Safety Training Sessions on May 1st & 7th
CPR and First Aid Classes for San Diego & Los Angeles
Two observer training sessions are planned. John York will host one in Los Angeles on Saturday May 7th. Carol Sing hosts the San Diego safety event on Sunday May 1st. We’ve scheduled two dates in Southern California to make it more convenient in terms of travel. Important details for attendees:
* Email Paula Selby which session you’ll attend
* 9 am start for the CPR-First Aid-AED session
* After lunch will be the CCSF observer course (until 4pm)
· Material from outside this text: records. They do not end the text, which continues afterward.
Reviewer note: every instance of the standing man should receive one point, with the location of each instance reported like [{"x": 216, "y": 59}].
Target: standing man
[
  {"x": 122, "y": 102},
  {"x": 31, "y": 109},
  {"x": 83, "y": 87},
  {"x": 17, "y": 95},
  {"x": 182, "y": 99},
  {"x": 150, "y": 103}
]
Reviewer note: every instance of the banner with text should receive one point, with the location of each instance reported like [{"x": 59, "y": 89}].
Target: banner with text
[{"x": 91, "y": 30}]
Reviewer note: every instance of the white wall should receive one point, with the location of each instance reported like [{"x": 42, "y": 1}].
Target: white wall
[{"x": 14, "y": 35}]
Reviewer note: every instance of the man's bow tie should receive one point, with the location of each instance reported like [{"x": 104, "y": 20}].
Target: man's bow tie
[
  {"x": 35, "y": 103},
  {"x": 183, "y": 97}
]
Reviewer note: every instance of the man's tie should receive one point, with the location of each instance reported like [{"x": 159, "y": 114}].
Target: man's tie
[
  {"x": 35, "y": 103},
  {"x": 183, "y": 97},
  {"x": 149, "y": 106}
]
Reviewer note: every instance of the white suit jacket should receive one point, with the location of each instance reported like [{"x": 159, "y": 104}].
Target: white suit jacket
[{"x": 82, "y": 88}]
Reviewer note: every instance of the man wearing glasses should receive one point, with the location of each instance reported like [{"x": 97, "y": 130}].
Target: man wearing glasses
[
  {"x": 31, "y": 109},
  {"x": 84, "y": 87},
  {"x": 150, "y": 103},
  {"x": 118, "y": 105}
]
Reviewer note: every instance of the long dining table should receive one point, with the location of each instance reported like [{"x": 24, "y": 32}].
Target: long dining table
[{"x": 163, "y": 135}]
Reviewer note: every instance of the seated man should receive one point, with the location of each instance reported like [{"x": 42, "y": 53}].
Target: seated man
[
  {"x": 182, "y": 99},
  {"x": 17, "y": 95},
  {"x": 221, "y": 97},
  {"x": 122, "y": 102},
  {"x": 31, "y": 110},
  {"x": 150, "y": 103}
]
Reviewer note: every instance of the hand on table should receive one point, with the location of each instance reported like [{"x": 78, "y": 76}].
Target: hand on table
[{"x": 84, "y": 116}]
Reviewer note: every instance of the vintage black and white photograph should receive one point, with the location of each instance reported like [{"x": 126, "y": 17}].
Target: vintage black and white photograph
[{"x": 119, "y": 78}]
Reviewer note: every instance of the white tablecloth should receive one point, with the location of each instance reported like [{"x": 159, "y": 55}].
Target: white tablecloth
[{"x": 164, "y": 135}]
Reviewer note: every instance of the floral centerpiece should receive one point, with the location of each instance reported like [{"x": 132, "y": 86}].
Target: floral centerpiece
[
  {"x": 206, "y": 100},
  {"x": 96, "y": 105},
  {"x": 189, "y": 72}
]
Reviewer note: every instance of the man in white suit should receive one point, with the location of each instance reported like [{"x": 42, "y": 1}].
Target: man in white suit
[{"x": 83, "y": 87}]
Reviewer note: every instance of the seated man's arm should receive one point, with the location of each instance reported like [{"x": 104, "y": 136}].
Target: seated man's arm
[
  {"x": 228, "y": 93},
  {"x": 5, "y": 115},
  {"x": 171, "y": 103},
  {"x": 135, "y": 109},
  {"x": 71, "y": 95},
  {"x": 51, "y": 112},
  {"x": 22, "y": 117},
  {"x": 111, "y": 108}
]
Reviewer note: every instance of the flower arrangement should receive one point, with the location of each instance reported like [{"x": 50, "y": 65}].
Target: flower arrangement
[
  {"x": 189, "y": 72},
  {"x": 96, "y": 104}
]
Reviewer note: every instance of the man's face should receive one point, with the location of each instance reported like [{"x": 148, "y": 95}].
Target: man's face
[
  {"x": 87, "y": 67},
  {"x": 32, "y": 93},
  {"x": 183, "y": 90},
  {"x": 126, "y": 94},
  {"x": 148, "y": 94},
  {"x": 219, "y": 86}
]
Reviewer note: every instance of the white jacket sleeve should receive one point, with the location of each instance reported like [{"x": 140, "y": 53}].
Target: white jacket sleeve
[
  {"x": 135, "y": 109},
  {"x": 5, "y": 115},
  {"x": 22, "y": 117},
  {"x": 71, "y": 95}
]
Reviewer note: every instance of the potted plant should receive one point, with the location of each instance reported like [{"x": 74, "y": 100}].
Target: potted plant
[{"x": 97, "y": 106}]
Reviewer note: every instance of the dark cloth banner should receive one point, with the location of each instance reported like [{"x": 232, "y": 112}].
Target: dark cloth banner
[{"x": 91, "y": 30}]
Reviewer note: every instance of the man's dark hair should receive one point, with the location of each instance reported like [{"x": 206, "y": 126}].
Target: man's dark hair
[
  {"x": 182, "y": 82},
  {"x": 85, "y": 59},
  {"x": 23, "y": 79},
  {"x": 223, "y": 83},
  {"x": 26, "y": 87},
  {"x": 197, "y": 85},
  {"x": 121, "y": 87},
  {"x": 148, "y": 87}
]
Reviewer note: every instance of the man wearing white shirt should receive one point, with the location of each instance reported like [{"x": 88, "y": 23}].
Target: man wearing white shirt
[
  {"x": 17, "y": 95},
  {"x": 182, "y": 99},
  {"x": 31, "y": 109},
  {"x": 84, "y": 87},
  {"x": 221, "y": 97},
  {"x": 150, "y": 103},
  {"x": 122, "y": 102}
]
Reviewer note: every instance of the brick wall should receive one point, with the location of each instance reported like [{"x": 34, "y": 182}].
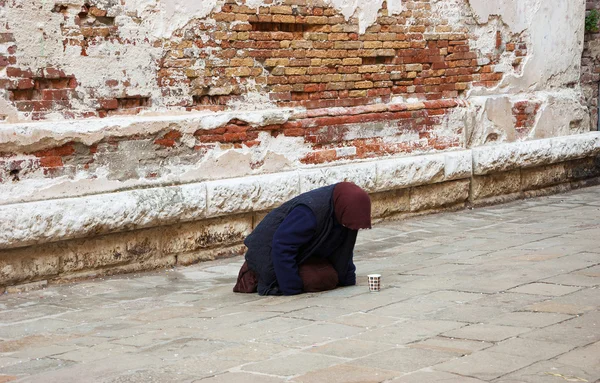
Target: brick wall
[
  {"x": 590, "y": 68},
  {"x": 388, "y": 91},
  {"x": 300, "y": 53}
]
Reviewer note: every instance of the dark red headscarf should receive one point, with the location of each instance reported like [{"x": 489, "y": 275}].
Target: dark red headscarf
[{"x": 352, "y": 206}]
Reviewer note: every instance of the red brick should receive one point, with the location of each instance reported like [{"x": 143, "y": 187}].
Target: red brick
[
  {"x": 51, "y": 162},
  {"x": 109, "y": 104}
]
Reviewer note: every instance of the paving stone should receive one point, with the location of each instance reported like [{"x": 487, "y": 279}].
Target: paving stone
[
  {"x": 105, "y": 350},
  {"x": 469, "y": 313},
  {"x": 484, "y": 365},
  {"x": 350, "y": 348},
  {"x": 365, "y": 320},
  {"x": 586, "y": 358},
  {"x": 574, "y": 279},
  {"x": 44, "y": 351},
  {"x": 579, "y": 331},
  {"x": 317, "y": 313},
  {"x": 554, "y": 306},
  {"x": 530, "y": 348},
  {"x": 529, "y": 319},
  {"x": 451, "y": 345},
  {"x": 312, "y": 335},
  {"x": 434, "y": 376},
  {"x": 295, "y": 364},
  {"x": 404, "y": 360},
  {"x": 346, "y": 374},
  {"x": 545, "y": 289},
  {"x": 486, "y": 332},
  {"x": 407, "y": 332},
  {"x": 526, "y": 286},
  {"x": 238, "y": 377},
  {"x": 148, "y": 376},
  {"x": 549, "y": 372},
  {"x": 31, "y": 367},
  {"x": 6, "y": 361}
]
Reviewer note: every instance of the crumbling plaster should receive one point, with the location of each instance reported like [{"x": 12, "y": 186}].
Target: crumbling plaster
[
  {"x": 48, "y": 221},
  {"x": 485, "y": 119}
]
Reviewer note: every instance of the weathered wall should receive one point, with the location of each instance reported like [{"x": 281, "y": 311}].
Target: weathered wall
[
  {"x": 131, "y": 114},
  {"x": 590, "y": 67}
]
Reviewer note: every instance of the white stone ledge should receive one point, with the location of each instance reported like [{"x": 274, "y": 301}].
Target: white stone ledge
[
  {"x": 498, "y": 158},
  {"x": 30, "y": 223}
]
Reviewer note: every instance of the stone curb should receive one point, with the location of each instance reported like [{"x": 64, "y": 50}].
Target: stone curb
[{"x": 38, "y": 222}]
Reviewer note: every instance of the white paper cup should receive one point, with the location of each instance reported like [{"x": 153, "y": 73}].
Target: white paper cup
[{"x": 374, "y": 282}]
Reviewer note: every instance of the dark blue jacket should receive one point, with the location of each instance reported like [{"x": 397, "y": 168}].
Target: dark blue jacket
[{"x": 300, "y": 228}]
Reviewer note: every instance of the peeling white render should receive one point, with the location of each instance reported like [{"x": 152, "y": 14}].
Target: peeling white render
[
  {"x": 275, "y": 153},
  {"x": 54, "y": 220},
  {"x": 555, "y": 34},
  {"x": 489, "y": 119}
]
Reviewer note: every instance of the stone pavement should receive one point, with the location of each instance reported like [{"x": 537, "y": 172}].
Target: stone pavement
[{"x": 504, "y": 294}]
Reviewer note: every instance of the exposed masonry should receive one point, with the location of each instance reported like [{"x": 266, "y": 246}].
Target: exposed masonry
[
  {"x": 300, "y": 53},
  {"x": 44, "y": 221},
  {"x": 590, "y": 68},
  {"x": 137, "y": 134}
]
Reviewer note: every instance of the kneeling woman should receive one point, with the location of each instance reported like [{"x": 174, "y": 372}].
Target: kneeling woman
[{"x": 306, "y": 244}]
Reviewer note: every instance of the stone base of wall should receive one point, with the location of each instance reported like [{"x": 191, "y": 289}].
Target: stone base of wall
[
  {"x": 192, "y": 242},
  {"x": 40, "y": 242}
]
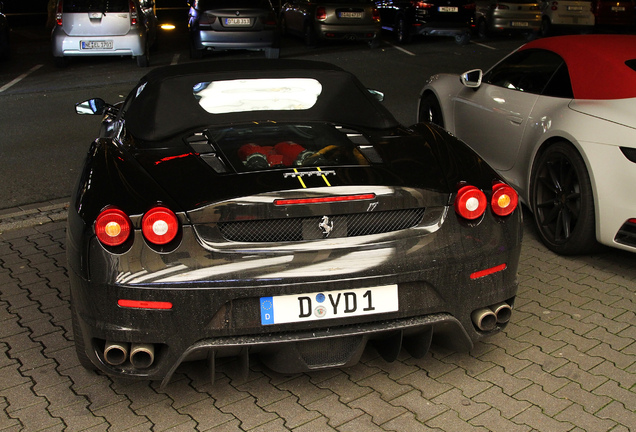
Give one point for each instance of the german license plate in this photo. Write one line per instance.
(350, 14)
(97, 44)
(329, 305)
(238, 22)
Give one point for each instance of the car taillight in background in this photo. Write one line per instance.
(321, 13)
(58, 14)
(159, 226)
(471, 203)
(112, 227)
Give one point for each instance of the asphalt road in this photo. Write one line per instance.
(43, 141)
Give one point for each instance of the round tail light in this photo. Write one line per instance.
(160, 226)
(504, 199)
(470, 202)
(112, 227)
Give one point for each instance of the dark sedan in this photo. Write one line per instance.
(284, 213)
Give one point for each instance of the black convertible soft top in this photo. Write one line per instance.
(163, 103)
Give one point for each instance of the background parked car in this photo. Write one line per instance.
(551, 119)
(104, 28)
(4, 35)
(233, 24)
(436, 17)
(332, 20)
(519, 16)
(616, 14)
(569, 15)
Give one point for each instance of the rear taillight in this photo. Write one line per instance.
(376, 15)
(470, 202)
(321, 13)
(160, 226)
(112, 227)
(504, 199)
(133, 12)
(58, 14)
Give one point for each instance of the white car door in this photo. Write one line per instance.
(493, 118)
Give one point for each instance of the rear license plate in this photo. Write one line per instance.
(238, 22)
(97, 44)
(329, 305)
(350, 14)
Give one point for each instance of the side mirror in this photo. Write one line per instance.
(91, 106)
(472, 78)
(378, 95)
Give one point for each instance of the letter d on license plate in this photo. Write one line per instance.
(329, 305)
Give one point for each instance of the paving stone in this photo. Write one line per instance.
(335, 410)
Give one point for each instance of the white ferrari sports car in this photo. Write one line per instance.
(556, 118)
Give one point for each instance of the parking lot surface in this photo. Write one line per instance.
(566, 361)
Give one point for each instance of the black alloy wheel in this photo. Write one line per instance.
(430, 110)
(562, 201)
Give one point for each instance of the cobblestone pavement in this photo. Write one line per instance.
(566, 362)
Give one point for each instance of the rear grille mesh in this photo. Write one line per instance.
(298, 229)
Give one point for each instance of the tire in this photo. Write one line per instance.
(80, 348)
(402, 31)
(462, 39)
(430, 110)
(562, 201)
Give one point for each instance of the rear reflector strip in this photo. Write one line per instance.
(482, 273)
(331, 199)
(141, 304)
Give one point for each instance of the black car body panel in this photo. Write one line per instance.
(252, 233)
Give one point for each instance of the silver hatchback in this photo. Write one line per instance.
(104, 28)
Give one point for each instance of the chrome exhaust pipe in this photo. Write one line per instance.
(503, 311)
(484, 318)
(115, 353)
(142, 355)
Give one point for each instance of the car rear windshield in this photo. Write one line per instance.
(79, 6)
(222, 4)
(258, 147)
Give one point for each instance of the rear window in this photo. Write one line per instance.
(79, 6)
(258, 147)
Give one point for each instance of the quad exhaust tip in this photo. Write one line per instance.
(141, 355)
(486, 319)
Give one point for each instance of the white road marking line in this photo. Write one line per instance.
(20, 78)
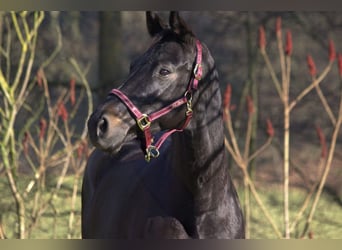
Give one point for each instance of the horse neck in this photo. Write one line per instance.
(200, 156)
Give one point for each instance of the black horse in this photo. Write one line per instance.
(160, 168)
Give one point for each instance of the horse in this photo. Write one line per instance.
(160, 168)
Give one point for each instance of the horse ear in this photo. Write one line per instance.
(154, 23)
(178, 25)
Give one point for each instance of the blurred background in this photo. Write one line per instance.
(94, 53)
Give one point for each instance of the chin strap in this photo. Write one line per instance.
(144, 121)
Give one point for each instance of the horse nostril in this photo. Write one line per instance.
(102, 126)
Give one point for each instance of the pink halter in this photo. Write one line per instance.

* New safety procedures and CCSF rules will be discussed
* Bring a copy of your USMS and/or USA Swimming membership card
* Bring your calendar to schedule dates you can observe

In July, David Clark will conduct on-the-water paddle escort classes specifically designed for long distance swimmers.
Bald Eagle Nests on Catalina Island
Webcams Allows You to Watch Eagle Hatchlings
The non-profit “Institute of Wildlife Studies” has established on Catalina Island 24-hour webcams which are focused on Bald Eagle nests. One at Two Harbors and the other at the West End. Two Harbors Nest In recent weeks, the Bald Eagles laid eggs, which are due to hatch at the end of this month. Fledglings won’t leave the nest until the summer.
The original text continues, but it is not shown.